Self-Immolations Speak of Israel’s Economic Pains
In the past weeks, the streets of Tel Aviv have been witness to desperate people setting themselves on fire in protest against the growing social and economic inequalities and the rising cost of living in Israel. Almost one year after 400,000 Israelis filled Tel Aviv’s Rothschild Boulevard in protest at the increasing economic difficulties, a wave of civil unrest and upsurges is again encompassing the country. The latest victim of the protests was 57-year-old Moshe Silman, a disabled war veteran who sustained severe injuries after setting himself ablaze at a bus stop near Tel Aviv on July 14.
The death of Silman ignited widespread anger and frustration among the Israelis who have poured into the streets of Tel Aviv en masse since early July to call on the government to meet their socioeconomic demands in the light of the unprecedented recession and economic crisis in Europe. The New York Times wrote that many people have compared Silman to the Tunisian fruit vendor Mohamed Bouazizi whose suicide on January 4, 2011 became the preface to the Tunisian revolution and the subsequent Arab Spring which have transformed the Middle East.
However, the chained self-immolations in the past weeks in Israel are not exceptional. Although few may remember the tragic event, back in July 2004, when another Israeli, Mordehai Cohen, set himself on fire in protest at the rejection of a work license. Moshe Silman was formerly a businessman, working in a messenger service.
According to media reports, his business plummeted following the Second Intifada and his being unable to pay back the debt of the National Insurance Institute caused his homelessness. Irritated and hopeless, he set himself on fire, and a few days after the doctors said that 92 percent of his body had burnt, he passed away. Before committing suicide, Silman wrote a letter, part of which reads, “I have no money for medicine or rent. I can’t make the money after I have paid my millions in taxes I did the army, and until age 46 I did reserve duty. I refuse to be homeless; this is why I am protesting.”
The other case of self-immolation in Israel took place when the 40-year-old Akiva Mafa’i who was identified as an Israel Defense Force (IDF) veteran, fired himself in an excruciating manner. The Defense Ministry denied that his self-immolation had any connection with his status as a military veteran, but his brother thinks differently. He says that IDF is apathetical toward war veterans and acts indifferent, paying no attention to the fact that they have sacrificed themselves to “contribute to the (Israeli) state.”

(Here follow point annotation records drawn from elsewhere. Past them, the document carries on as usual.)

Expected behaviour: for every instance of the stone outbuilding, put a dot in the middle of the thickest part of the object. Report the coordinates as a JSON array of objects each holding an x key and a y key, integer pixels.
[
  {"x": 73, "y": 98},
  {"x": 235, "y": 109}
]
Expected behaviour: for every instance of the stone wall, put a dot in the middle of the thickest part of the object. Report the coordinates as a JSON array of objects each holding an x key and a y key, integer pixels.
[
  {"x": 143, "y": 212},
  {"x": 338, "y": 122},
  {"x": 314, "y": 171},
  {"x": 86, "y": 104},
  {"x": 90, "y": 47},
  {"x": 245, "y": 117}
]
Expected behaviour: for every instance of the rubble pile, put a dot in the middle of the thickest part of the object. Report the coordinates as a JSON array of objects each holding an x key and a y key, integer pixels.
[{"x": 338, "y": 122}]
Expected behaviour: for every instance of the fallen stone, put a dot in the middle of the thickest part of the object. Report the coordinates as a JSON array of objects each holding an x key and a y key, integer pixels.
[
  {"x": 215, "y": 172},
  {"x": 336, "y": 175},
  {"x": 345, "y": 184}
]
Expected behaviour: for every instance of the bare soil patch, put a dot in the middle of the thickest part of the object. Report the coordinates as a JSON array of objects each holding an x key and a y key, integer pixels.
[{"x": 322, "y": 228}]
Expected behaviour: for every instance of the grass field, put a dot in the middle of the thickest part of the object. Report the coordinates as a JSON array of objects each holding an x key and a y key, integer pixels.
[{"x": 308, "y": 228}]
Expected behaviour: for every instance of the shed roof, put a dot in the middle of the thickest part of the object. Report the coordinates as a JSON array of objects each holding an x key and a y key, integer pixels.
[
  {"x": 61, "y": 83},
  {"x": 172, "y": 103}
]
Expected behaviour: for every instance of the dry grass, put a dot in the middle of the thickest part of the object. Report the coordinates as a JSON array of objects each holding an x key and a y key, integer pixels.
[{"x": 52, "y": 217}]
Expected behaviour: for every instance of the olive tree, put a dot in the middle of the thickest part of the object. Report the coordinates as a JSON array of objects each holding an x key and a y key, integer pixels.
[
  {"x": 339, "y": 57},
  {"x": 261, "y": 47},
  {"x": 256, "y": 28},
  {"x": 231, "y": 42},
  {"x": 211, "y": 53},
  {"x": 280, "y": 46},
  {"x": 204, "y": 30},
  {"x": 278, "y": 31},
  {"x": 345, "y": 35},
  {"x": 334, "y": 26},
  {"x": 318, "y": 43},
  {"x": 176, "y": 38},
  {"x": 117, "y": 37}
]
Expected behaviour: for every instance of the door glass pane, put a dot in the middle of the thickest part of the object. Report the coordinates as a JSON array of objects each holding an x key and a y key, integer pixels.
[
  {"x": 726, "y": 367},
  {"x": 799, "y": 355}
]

Israel’s economic crisis and popular protests at the deteriorating social, political and economic situation in the country are nothing new. Financial hardships and the increasing gap between the rich and poor in Israel have ignited widespread protests since last year. It can be said that Israel’s reliance on the United States and EU’s ailing economy has dragged it into the current dilemma. The (European Union) EU considers Israel a “privileged partner.” The European Union was Israel’s first trade partner and in 2011, bilateral trade between the two sides amounted to approximately €29.4 billion. But these economic indicators don’t carry promising news for Israel. As of December 31, 2010, Israel’s external debt revolved around $89 billion, which roughly constituted 43 percent of Israel’s total GDP.
According to New Israel Fund, 20 percent of the Israeli citizens and one in three children live below the poverty line. On July 24, the Israeli media published a report that Prime Minister Benjamin Netanyahu has demanded an increase in taxes and a considerable cut in the budget so as to prevent Israel’s economy from sliding into a more debilitating crisis.
Israel is sinking in poverty and foreign debt while it leaders spend lavishly on military equipment and buying state-of-the-art weaponry from different countries. According to the Stockholm International Peace Research Institute (SIPR), Israel ranks 18th in the world in terms of military expenditure. This while it receives an annual $3.09 billion from the United States in military assistance. And just recently, it was reported that U.S. President Barack Obama has signed into law a bill that allows the government to give Israel another $70 million in military assistance.
All in all, Israel’s economy isn’t experiencing delightful days. The mass protests in Tel Aviv and other cities relate the bitter story of Israel’s failed economy. Perhaps it might be better for Israel’s leaders to deal with their people’s problems and think of solutions to get out of the current predicament rather than focusing on external threats, either perceived or real.